Esa exploración por (y explotación de) los recursos del habla será lo que conceda a esta prosa su carácter poético. Que contradice la narración es obvio; y eso lleva a una particular concentración del tiempo (discurso, suceder) en el texto (inauguración, aparecer). En vez de referir lo sucedido antes, volcándose al pasado, el cuento aquí es fundación, un principio. Y en este sentido la oralidad se reconoce como fuerza primordial de la creación literaria, lo que no tiene nada que ver con esa simplificación estereotipada, que sí es artificio, de lo popular. Y, a mayor abundamiento, véase lo mismo el cuidadoso, minucioso trabajo sobre léxico y ritmo, que ese empeño de hacer de la caligrafía maravilla de invención (vid. "La buena letra"). Léxico y ritmo, con tanta indiferencia mirados en la poesía española, o con tanta torpeza manejados. Al concederles ese protagonismo, Luis Feria agita esta prosa que escribe, y le da su energía especial que es alumbramiento [9]. Textos como "El violín" o "El cantor", los mejores ejemplos de cuanto vengo diciendo. Serenidad del primero: su hilo, pespuntando la experiencia de oír cómo alcanzar una rara plenitud: "Sonaba cuando un niño se falsea. Su música insurgente ya iba a descuajarnos, muy a solas nosotros, y terribles. Qué nacer o acabar mismos u otros, qué vivir por creer; la muerte que llegase no era injusta". Violín niño, en su explosiva vitalidad; el objeto no es metáfora de la persona, tiene su misma fragilidad despreocupada; por eso, al vivir, sufre la vida. Violín enemigo, de acometida terrible. Como decíamos, objeto con orgánica vitalidad de criaturas. Y la palabra que respira en paralela síncopa; el ritmo, agitado por la experiencia, tenso en la polaridad de los extremos, reconociendo una fe que es entrega y consumación. De nada sirve la soberbia del saber; lo aprendido es herida, o no es nada: inmolación ("Nos extraía sumos, socavados, con fiebre, sedientos y orfanantes, como absolutamente todo, como nada").

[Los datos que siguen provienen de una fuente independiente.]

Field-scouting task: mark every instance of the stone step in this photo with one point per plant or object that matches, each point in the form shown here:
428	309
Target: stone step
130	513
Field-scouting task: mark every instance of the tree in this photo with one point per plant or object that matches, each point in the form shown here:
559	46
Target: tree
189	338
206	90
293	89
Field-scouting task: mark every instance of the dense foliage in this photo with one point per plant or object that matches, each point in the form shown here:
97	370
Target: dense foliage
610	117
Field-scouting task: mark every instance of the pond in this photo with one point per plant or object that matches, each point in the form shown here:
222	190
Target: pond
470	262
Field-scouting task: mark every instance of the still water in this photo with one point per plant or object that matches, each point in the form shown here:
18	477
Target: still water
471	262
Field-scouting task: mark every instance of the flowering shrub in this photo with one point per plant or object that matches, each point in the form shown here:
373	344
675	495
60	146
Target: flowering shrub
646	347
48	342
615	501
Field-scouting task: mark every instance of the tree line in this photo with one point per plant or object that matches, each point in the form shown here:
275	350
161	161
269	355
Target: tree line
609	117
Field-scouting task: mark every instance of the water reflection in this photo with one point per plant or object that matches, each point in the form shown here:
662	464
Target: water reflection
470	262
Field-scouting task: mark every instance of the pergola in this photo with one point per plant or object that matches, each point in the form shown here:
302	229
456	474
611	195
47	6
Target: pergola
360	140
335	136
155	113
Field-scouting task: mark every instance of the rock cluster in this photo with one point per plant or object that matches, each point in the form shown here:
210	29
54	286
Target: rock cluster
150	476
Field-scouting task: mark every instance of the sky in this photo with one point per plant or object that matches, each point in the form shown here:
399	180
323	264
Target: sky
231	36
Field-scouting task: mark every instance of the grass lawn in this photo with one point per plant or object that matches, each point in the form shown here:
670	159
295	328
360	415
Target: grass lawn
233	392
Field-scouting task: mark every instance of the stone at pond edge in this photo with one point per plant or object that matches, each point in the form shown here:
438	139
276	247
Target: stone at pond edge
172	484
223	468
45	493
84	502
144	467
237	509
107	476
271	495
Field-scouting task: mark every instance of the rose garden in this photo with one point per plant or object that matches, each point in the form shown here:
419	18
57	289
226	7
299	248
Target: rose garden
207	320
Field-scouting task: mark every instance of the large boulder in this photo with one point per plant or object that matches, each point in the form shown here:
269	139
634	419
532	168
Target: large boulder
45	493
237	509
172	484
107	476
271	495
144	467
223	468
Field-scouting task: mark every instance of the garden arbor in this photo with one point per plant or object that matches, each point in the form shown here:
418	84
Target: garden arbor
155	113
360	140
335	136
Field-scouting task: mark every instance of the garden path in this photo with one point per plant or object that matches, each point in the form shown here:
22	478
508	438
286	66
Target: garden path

En "El cantor", una experiencia más radical. La prosa matrimonia -prodigio de ritmo y sintaxis- con las quebraduras del cante: voz popular y anónima, entrañada en lo orgánico; voz que resiste a toda armonía y zigzaguea, relampagueante, por senderos de dolor ("como una hoz que siega cuando canta") en donde hasta "la noche se arredraba". Leyendo esta breve prosa de Luis Feria, uno piensa en tanta literatura escrita sobre materia tan atractiva para la voz y la palabra. Viene a la memoria tanto tópico malgastado, tanto que se autoproclama poesía y es apuesta reiterativa que apenas si reproduce, con mayor o menor habilidad, la experiencia contenida en el cante y sus formas. Digo, incluso, desde García Lorca. Aquí, y en prosa, basta una sola frase (la transcrita) y su contexto ("ventas del camino, candiles balbucientes"; "guitarras en guerra, el vino sarraceno"; y en el alba, una carretera abriendo la noche): el golpe de voz aquel no dice el otro, es éste y su misma ferocidad. Ritmo y fraseo, en la sintaxis; pero, en otras ocasiones, cuidadosa modulación verbal que, por imperfectos y gerundios, por subjuntivos y condicionales, proyecta el discurso hacia su continuidad en lo posible. Porque también la acción -nunca rotunda ni asertiva- vive de su continuidad, de su expectativa de futuro, de los condicionantes que la alejan de toda inmediatez. El texto, como venimos repitiendo, una inauguración poética indudable.

Infancia, algo más que un tema literario: un modo de vivir y de decir la vida; un orden diferente del mundo, que es "moroso e inmanente recrearse en la pura relación con el material, complacencia en la que se hallarían indiscerniblemente confundidas ya las virtudes concretas del propio material (...) y la habilidad de la mano que lo manipula, y que daría lugar, por consiguiente, a juegos infinitos" (el subrayado, mío). Así explica Rafael Sánchez Ferlosio [10] lo que denomina "placer funcional objetivo", como rasgo propio de los relatos de infancia. El juego, con su desinterés implícito, no busca utilidades sino el placer -incluso manual y sensual- del momento en que se consume; y también el riesgo o albur que se corre al aceptar esas reglas siempre a punto para ser transgredidas. Por eso, el tema de la infancia no aparece en estos dos libros con los valores que convencionalmente se le adjudican, desde la perspectiva de la narración; y nos importa, desde luego, y se resuelve en hallazgo poético, porque el escritor acude a ella como a la vida, para aprender; en esa experiencia existencial del límite y su prolongación más sugestiva, el principio poético que es descubrimiento y reconocimiento. El propio Sánchez Ferlosio aclara cómo el uso de la narración, en el sentido de proyección hacia un exitus final (no juego, entonces; tensión competitiva del deporte), tiene que ver con el uso de la materia narrativa como "adminículo o instrumento para la complacencia del sujeto consigo mismo (...) juegos finitos, trascendentes, dirigidos y polarizados por el orgasmo final del conseguir" (también subrayo). Que es el modo narrativo "más universal de todos, el más auténtico y primario de la forma narrativa tal como ha venido a cuajarse en nuestra civilización".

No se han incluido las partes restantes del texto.